Луня судорожно сглотнул, а перед глазами стояло точеное лицо, глубокие, чем-то неуловимо напоминающие Гамаюновы, глаза, озорная усмешка, тонкая длиная шея…
— Я… Я с удовольствием… приму… Хозяина… уважаемого предложение… — только и смог вымямлить Луня, коряво и косноязычно, чувствуя при этом, как щеки его заливает макового цвета румянец.
— Ок-кое-я! — смешно сморщившись и улыбнувшись, вдруг сказала стриженая, поставила на стол посуду и так же быстро и стремительно исчезла среди гостей.
Луня повернулся к Корчу:
— А что такое… «окоя»?
Хозяин, лучащийся улыбкой, словно масляный блин, налил Луне в чарку густого, золотистого меду:
— «Ок-коея», по-гремски, значит дитенок моржа, морженок!
— Как — по-гремски? — опешил Луня.
— Мать ее, Свирга — гремка, жена среднего моего, Груя. — спокойно кивнул Корч, поднимая чарку: — Невеста растет! Мастью-то она не в мать, да и не в отца, а в мою жонку, в бабку, стало быть, свою, Мрану. Мрана из далеких мест, что за цоговыми горами, там, в глухих чащобах, живет народ кельт, пелагами их еще зовут. Вот Руна…
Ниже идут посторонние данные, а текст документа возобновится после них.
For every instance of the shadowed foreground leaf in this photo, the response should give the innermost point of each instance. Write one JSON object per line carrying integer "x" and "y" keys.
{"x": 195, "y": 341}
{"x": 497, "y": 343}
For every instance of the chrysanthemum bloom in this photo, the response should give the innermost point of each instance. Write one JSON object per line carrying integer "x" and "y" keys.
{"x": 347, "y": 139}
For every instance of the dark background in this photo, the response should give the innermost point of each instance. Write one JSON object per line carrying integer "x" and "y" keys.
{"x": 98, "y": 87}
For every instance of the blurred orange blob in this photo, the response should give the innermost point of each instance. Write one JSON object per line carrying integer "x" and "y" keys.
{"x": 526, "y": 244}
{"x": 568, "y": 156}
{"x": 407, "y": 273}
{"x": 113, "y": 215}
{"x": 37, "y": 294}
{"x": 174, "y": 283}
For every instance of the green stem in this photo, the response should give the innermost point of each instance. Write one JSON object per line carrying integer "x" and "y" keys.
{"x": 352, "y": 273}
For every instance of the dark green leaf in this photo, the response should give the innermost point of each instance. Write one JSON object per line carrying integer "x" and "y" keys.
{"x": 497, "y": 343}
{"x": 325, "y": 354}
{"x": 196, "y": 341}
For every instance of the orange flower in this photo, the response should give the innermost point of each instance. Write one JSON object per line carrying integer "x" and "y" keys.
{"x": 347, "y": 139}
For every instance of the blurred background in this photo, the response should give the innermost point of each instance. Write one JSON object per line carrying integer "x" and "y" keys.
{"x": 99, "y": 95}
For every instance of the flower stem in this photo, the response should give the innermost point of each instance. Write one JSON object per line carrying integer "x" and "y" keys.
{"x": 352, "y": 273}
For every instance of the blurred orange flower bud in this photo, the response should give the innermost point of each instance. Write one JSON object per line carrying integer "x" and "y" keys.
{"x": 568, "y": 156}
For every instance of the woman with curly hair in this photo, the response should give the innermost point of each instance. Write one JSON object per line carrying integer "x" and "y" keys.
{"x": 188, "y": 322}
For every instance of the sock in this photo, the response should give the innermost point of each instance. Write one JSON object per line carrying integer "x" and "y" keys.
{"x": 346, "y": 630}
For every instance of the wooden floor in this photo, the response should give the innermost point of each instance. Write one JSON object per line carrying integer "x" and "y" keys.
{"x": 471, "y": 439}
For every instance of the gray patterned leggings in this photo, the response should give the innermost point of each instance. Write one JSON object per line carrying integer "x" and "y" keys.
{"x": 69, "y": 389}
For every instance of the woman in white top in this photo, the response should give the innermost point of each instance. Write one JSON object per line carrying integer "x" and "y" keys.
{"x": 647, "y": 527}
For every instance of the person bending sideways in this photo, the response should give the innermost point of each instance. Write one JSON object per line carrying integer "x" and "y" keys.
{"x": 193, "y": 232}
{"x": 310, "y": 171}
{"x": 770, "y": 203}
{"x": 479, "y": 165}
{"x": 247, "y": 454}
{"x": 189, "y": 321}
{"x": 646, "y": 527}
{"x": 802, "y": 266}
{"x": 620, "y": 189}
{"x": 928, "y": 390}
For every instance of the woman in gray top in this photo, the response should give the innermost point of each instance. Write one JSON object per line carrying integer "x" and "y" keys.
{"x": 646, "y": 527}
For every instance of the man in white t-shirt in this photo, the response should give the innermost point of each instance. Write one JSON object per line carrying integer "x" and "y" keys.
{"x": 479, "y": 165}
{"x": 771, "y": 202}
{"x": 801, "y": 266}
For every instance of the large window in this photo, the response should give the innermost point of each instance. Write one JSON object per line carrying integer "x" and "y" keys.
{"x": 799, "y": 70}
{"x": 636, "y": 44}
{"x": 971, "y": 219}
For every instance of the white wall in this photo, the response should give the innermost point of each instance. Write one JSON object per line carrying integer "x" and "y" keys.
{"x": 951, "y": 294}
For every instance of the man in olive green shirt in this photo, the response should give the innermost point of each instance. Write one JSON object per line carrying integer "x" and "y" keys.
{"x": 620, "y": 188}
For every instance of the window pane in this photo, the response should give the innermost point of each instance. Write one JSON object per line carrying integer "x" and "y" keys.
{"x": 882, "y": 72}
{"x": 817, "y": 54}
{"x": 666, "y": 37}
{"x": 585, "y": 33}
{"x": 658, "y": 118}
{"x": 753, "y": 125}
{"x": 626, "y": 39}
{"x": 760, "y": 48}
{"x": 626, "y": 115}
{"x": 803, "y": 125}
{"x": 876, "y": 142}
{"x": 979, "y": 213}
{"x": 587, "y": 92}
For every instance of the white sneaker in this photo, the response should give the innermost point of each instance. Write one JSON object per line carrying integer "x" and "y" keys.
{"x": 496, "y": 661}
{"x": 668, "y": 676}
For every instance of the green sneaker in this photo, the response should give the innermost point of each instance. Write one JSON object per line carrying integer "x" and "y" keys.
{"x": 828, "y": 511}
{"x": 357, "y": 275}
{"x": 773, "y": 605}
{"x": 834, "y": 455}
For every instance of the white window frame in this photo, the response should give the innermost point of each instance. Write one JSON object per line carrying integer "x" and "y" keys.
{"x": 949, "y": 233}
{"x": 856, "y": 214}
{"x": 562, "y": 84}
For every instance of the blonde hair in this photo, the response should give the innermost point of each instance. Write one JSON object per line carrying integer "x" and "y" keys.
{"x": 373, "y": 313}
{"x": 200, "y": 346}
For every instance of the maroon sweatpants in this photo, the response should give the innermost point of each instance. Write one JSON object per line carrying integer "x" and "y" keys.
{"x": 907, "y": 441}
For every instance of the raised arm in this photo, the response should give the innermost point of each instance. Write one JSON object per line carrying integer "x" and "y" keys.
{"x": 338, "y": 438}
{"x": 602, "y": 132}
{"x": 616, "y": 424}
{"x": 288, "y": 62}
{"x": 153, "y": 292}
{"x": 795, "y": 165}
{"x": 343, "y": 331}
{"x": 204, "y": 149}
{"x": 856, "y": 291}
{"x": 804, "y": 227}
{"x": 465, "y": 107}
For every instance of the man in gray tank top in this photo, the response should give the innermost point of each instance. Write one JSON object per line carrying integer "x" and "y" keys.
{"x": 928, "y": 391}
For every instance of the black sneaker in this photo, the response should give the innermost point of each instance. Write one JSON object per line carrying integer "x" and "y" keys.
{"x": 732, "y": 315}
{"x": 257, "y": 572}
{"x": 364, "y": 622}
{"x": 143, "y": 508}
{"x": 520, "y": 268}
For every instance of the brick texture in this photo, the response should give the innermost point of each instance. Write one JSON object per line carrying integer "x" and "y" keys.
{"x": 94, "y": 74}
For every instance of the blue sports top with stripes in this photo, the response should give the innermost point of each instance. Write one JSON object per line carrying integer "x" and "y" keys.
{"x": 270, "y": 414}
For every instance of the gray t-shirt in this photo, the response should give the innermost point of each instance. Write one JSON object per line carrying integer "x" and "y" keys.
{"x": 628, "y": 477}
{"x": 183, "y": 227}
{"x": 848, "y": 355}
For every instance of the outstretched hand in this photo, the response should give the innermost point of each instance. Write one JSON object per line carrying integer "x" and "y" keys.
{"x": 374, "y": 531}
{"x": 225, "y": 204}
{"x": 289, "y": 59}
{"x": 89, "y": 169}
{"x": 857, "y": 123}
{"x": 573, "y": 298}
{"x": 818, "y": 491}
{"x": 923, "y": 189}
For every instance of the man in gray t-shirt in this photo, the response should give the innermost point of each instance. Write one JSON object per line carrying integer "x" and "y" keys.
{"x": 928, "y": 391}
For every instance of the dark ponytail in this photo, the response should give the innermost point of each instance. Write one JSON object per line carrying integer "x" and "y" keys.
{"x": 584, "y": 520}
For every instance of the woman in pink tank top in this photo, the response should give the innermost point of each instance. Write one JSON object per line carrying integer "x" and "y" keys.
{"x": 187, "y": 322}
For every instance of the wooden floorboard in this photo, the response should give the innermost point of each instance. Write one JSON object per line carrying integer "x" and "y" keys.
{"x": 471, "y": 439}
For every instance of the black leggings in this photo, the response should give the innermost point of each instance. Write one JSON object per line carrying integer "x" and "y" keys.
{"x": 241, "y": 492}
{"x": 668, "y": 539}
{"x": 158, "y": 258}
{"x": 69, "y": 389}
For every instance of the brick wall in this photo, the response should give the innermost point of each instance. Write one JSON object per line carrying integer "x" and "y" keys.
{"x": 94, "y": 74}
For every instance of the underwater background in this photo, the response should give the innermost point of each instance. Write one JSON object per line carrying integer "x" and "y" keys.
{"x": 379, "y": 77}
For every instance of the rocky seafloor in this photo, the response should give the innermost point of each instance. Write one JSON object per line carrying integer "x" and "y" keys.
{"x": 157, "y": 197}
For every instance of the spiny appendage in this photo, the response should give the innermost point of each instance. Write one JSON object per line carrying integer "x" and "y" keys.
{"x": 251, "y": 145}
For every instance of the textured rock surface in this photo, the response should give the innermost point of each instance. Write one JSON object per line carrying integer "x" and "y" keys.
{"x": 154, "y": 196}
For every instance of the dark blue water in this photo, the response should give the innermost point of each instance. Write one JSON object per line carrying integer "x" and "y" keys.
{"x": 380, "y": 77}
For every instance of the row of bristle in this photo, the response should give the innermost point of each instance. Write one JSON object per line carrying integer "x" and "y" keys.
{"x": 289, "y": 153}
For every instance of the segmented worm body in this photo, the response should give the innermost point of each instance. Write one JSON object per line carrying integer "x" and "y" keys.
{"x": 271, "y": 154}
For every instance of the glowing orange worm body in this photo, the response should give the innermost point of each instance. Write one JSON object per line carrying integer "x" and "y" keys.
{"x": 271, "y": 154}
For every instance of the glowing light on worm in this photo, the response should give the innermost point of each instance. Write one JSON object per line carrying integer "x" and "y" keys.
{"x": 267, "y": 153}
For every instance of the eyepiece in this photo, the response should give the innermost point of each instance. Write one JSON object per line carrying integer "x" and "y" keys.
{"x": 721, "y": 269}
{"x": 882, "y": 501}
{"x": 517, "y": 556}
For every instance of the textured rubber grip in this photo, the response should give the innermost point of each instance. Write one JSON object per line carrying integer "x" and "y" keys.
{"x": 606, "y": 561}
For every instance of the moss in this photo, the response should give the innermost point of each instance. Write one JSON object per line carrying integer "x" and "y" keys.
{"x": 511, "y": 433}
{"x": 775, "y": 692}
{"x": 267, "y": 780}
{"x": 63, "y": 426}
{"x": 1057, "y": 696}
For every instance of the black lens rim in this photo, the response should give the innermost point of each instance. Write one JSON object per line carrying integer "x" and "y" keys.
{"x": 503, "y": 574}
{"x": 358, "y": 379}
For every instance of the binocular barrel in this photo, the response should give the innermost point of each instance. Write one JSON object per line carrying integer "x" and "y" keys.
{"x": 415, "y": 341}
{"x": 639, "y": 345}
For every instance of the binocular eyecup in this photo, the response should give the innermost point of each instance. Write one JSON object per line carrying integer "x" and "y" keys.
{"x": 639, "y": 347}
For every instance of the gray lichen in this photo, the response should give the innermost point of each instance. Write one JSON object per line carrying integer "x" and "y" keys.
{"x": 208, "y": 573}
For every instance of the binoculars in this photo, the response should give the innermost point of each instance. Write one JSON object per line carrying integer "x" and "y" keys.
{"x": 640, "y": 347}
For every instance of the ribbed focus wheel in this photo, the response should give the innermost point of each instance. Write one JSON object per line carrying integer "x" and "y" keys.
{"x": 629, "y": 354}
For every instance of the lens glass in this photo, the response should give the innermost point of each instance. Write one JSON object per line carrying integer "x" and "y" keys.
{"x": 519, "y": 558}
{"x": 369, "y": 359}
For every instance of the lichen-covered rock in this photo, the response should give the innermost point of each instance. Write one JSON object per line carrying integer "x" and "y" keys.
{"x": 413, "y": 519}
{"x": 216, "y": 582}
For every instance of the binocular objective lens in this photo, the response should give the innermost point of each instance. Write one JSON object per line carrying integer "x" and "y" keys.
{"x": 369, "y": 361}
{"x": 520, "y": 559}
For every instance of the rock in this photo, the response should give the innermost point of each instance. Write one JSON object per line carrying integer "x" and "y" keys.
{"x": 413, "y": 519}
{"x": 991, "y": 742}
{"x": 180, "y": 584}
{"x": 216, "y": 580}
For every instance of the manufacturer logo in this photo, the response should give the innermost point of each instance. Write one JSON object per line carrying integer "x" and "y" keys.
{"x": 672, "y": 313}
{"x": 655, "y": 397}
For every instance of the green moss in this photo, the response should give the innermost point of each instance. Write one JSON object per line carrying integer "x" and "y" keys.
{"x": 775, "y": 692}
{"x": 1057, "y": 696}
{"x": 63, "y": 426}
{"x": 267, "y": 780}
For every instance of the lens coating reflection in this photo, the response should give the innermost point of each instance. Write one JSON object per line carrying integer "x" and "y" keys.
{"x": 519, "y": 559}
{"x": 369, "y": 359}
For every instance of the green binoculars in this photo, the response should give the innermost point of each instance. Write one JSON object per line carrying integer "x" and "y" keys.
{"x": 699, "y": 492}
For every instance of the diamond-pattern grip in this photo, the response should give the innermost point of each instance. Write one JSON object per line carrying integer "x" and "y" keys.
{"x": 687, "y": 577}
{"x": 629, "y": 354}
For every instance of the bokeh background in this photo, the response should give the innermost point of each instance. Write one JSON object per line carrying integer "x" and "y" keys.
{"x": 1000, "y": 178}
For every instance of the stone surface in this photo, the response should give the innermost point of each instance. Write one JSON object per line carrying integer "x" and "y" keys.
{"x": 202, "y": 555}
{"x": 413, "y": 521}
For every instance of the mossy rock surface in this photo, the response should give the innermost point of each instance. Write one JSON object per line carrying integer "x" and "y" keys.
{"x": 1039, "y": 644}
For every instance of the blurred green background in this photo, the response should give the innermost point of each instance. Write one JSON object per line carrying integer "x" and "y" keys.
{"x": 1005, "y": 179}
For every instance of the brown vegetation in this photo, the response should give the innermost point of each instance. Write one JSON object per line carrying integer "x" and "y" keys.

— Ее Руна зовут? — перебил Корча Луня, не очень-то почтительно. Тот только кивнул, продолжая неспешно разъяснять:
— Руна! Имя-то тоже гремское, мать настояла, хочу, говорит, чтобы дочь в честь бабки моей звали, наш обычай так велит! Так вот, имя-то гремское, а статью она — вылитая кельт-пелагска! Ты мед-то пей, вой Луня. Знаю я твои мысли, знаю, ты уж не серчай на старика. Руна доброй хозяйкой будет… Только вот еще какая заковырка… Шык, он просил меня… Ну, чтобы тебе, пока вы гостите у меня, бабы, одним словом, на глаза не попадались… Блюдет он тебя, считает, что Ладин дар навредит, с пути тебя собьет. Ты уж не говори ему ничего, хорошо? А с Руной я поговорю, она по-родски-то через пень в колоду, выспрошу у нее, как ты ей.
— Да ясно, как… — выдавил Луня: — «Окоя». Сосунок, значит…
— Э, не скажи! — Корч посерьезнел: — Морж у гремов в чести, зело могуч он, поболе медведя-Влеса будет, да вдвое, пожалуй! А что до того, что не взрослым зверем она тебя назвала, так ведь и то сказать взаправду, тебе лет сколько?